You don’t see anything recognisable in the 1H-NMR because:
1). Deprotonation of the methyl group leads to the less basic methylene 2H-quinolinium imide (dihydroquinolone nitranion) via aromatic conjugation, which will react to the alkyl chloride and form the unstable methylene dihydroquinoline N-alkyl; and which by its turn, will be transformed in situ (via aromatic conjugation again and a further methyl sn2 substitution with alkylhalide or bromoquinoline) to the stable quaternary alkyl(alkylmethyl-bromoquinolinium) halide that has quite different 1H-NMR shifts of the Hα-N and Hβ-N aromatic protons and is accompanied with disappearance of the aromatic methyl protons shift, as well as with different alkyl protons integration than the mother compound:
NMR Spectra of Pyridine, Picolines and Hydrochlorides and of Their Hydrochlorides and Methiodides, Bulletin de l' Académie Polonaise des Sciences - Serie des Sciences Chimiques, 16,(7), 347-350, (1968) http://bcpw.bg.pw.edu.pl/Content/3747/bulletin_de_lacademie_polonaise_des_sciences_1968_nr7_s347.pdf
(Attention because proton shifts are measured in τ old units and not in δ units, in this article. The conversion is δ = 10 – τ .)
2). But this it not finished yet.

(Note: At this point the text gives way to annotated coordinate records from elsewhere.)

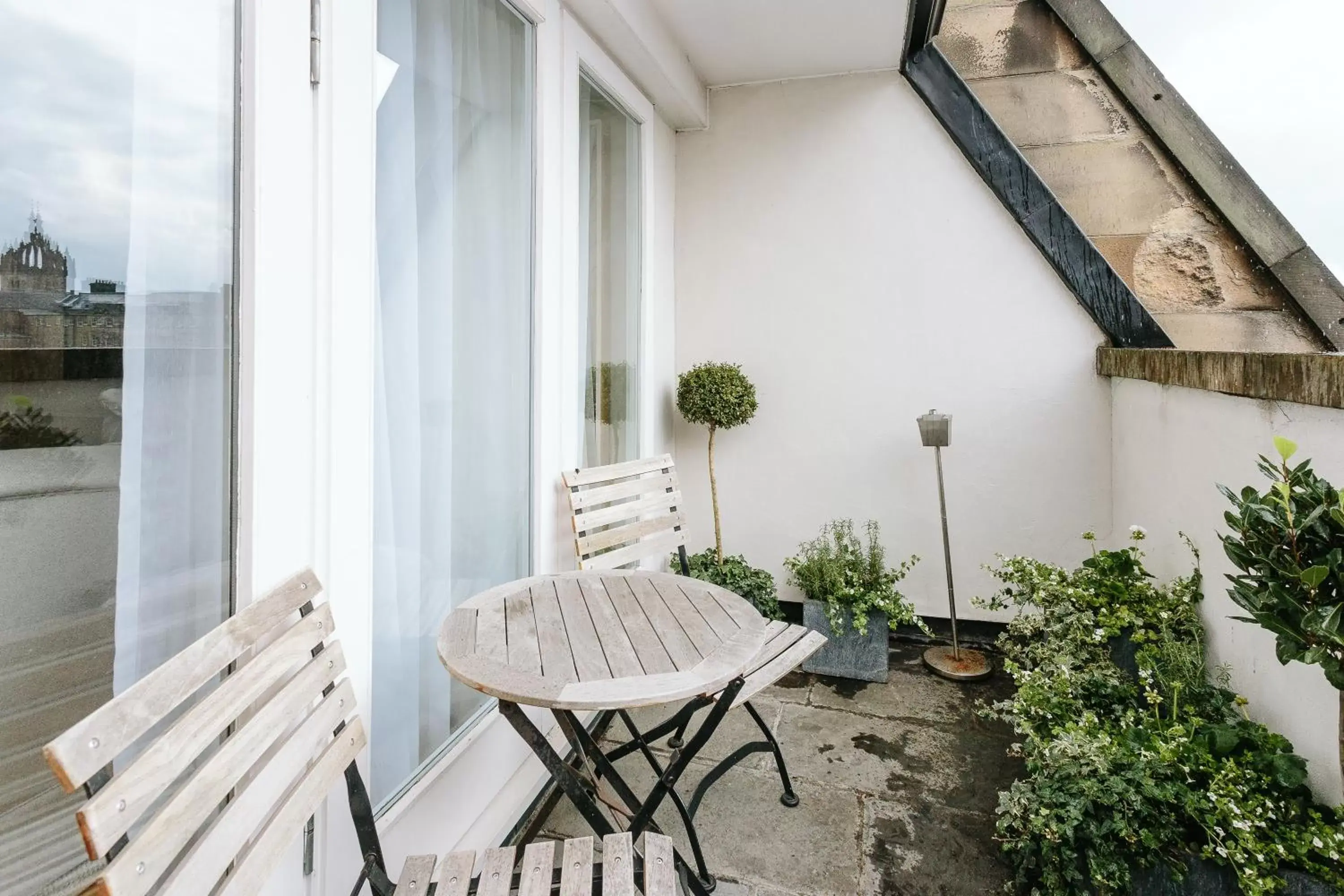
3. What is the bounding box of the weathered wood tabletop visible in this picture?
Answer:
[438,569,766,709]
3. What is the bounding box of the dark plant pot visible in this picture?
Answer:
[1129,856,1242,896]
[1106,629,1138,681]
[802,600,887,682]
[1130,856,1336,896]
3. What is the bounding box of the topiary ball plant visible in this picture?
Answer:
[676,362,757,565]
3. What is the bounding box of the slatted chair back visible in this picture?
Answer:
[43,571,380,896]
[562,454,687,572]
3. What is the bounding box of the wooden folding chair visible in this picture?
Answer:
[562,454,827,877]
[43,571,676,896]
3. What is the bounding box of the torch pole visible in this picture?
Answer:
[933,445,961,661]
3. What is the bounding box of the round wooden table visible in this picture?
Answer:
[438,569,766,709]
[438,569,769,896]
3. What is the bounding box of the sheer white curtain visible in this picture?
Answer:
[113,0,234,693]
[372,0,532,799]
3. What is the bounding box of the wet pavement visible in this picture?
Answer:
[542,645,1019,896]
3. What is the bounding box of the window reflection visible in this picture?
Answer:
[0,0,235,896]
[371,0,532,802]
[579,78,642,466]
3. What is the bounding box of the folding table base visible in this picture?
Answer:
[499,676,747,896]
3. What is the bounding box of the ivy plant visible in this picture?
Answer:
[672,548,784,619]
[784,520,929,637]
[676,362,758,565]
[1219,438,1344,689]
[978,526,1344,896]
[0,395,79,451]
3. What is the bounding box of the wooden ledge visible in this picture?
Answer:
[1097,345,1344,409]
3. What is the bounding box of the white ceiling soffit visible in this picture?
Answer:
[566,0,708,130]
[650,0,906,87]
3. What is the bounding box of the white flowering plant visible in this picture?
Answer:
[981,528,1344,896]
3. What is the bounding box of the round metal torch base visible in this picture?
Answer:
[925,646,995,681]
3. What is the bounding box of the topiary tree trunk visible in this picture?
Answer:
[710,426,723,567]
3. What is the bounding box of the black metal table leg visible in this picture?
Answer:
[500,700,616,837]
[742,700,798,809]
[499,700,712,896]
[630,676,745,854]
[555,709,715,891]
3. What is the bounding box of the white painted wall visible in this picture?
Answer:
[676,73,1111,616]
[1111,379,1344,805]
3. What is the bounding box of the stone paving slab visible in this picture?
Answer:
[532,645,1020,896]
[543,756,863,896]
[862,799,1009,896]
[810,663,969,724]
[778,705,964,794]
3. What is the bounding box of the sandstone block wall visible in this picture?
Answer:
[935,0,1325,352]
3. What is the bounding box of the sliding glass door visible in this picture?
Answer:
[371,0,532,805]
[0,0,237,896]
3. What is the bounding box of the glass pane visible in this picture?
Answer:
[371,0,532,801]
[0,0,235,896]
[579,78,641,466]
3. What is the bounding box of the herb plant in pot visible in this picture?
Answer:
[784,520,925,681]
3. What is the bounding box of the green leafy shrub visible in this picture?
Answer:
[676,362,758,564]
[1218,438,1344,689]
[978,530,1344,896]
[0,395,79,451]
[784,520,927,637]
[672,548,784,619]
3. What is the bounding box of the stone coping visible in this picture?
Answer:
[1097,345,1344,409]
[1046,0,1344,349]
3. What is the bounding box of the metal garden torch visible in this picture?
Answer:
[918,411,993,681]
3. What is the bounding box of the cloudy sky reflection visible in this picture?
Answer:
[0,0,234,292]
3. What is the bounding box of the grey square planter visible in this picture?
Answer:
[802,600,887,682]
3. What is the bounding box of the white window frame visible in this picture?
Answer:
[560,12,657,475]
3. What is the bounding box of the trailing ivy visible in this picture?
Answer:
[784,520,929,637]
[980,528,1344,896]
[672,548,784,619]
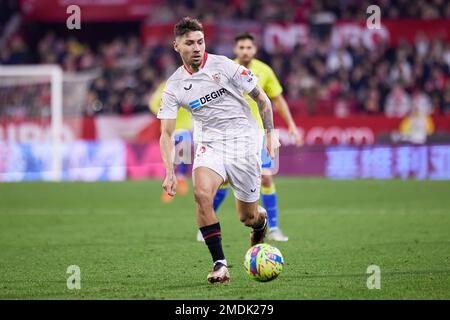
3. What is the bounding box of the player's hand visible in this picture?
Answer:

Unreacted bromoquinoline and the formed alkyl quinoline main product, form π-charge complexes with the above quaternary alkyl(alkylmehyl bromoquinolinium) halide that also have different 1H-NMR aromatic proton shifts than the uncomplexed starting compounds:
Pi-Pi complexation of bupivacaine and analogues with aromatic receptors: Implications for overdose remediation, International Journal of Nanomedicine, 2(3), 449–459, (2007) https://www.ncbi.nlm.nih.gov/pmc/articles/PMC2676660/
As a consequence, you have a mixture of five different products (plus the starting alkyl chloride, dimerization products and a little alkylmehyl-bromoquinoline formed) that the most of them, are not recognisable in the 1H-NMR.
PS: Indeed, lithium-halogen exchange is faster that deprotonation but this is translated to a mixture of obtained products and not that the product formed via deprotonation, will not be formed at all.